No solo los familiares y amigos habían traído regalos para Xiao Jinli, sino que también algunas personas de la Aldea de la Familia Xiao que regresaban del trabajo le habían traído muchos presentes.

Como resultado, los regalos llenaban toda la casa.

Había ido a su cuarto a organizar los regalos, pues quería ver si había algo con lo que pudiera jugar el Pequeño Bo Han.

—Vale, voy a buscar a la tía Jinli.

Dicho esto, se fue corriendo con sus pasitos.

—Je, je, ¡el Pequeño Bo Han es cada vez más adorable!

—dijo Xiao Junxuan riendo.

Como había que preparar tantos platos esa noche y él era uno de los dos que mejor cocinaban, Xiao Junxuan, por supuesto, tenía que ayudar en la cocina.

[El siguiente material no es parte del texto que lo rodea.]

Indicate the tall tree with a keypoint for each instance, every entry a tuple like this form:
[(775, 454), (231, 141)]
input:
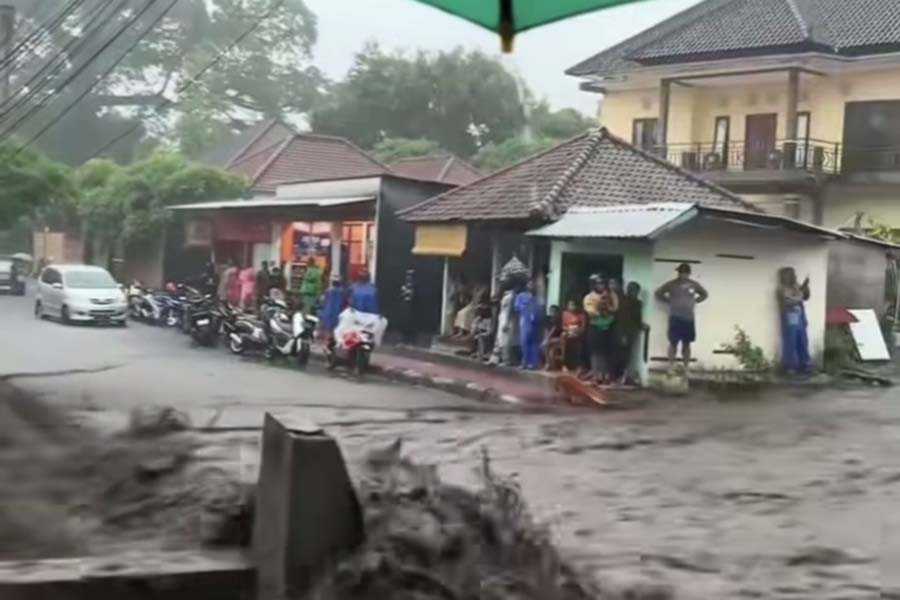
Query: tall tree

Algunos de los platos que preparaba tenían un sabor casi idéntico al de su madre, como las Patas de Cerdo Estofadas o el Pato a la Cerveza.

Estos platos requerían maña para removerlos en el wok, así que era él quien los cocinaba.

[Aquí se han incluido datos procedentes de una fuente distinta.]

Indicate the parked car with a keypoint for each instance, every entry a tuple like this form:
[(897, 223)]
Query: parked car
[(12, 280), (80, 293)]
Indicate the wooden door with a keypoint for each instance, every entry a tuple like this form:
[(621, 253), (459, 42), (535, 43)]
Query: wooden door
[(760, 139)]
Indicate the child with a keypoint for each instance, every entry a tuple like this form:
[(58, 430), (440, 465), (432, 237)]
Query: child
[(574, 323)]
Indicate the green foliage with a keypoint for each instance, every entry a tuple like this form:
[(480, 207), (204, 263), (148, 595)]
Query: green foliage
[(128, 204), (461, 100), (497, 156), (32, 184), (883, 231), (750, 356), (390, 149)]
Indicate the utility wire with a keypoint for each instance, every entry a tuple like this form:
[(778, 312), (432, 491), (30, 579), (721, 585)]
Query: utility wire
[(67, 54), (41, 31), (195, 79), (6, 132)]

Xiao Junxuan dijo riendo: —Los platos de carne ya están, solo faltan algunas hortalizas.

Xiao Xin, ve llevando los platos listos a la mesa para que los tíos puedan empezar a beber algo.

Gao Yanxin asintió y dijo: —De acuerdo, ahora mismo llevo los platos.

Su primo Ji Kaijun también dijo: —Yo también ayudo.

—El cerdo estofado todavía está en la olla grande, sáquenlo ustedes dos con un plato.

Tengan cuidado al volcarlo, que está caliente, y no se quemen las manos —les indicó la madre de Xiao—.

Las patas de cerdo están en la olla a presión, el pato a la cerveza en la cacerola pequeña y el Pecho de Res Estofado con Rábano en la olla de fuera.

Todo está muy caliente, con cuidado, no se vayan a quemar.

—¡De acuerdo, tía!

—respondieron Gao Yanxin y Ji Kaijun al mismo tiempo.

Inmediatamente, Gao Yanxin abrió con familiaridad el armario donde se guardaban los platos y sacó más de una docena.

Después, abrió la tapa de la olla grande.

Fue sacando el cerdo estofado cuenco a cuenco y lo fue colocando sobre una tabla larga de madera que había a un lado.

Ji Kaijun sujetó un plato contra el cuenco y, con un rápido giro de muñeca, un plato de cerdo estofado con una pinta excelente apareció ante sus ojos.

—¡Qué plato de cerdo estofado más espectacular!

—alabó Ji Kaijun—.

¡La tía sigue cocinando de maravilla!

Gao Yanxin asintió y dijo: —La cocina de mi tía no hace más que mejorar.

Ay, cada vez que vengo a su casa, no me quiero ir.

En cuanto vuelvo, no puedo comer esta cocina digna de un hotel de cinco estrellas y me quedo sin ánimos para nada.

Ojalá mi tía pudiera pasarle un poco de su talento a mi madre.

Así no me habría pasado la infancia comiendo su cocina siniestra todos los días.

Por suerte, crecí sano.

Con una mirada de compasión, Ji Kaijun dijo: —Sí, aunque sean hermanas, la cocina de mi tía pequeña es…, en fin.

Lo has tenido que pasar fatal, primo Xin.

Creo que la peor cocinera de nuestra familia Ji debe de ser mi tía pequeña.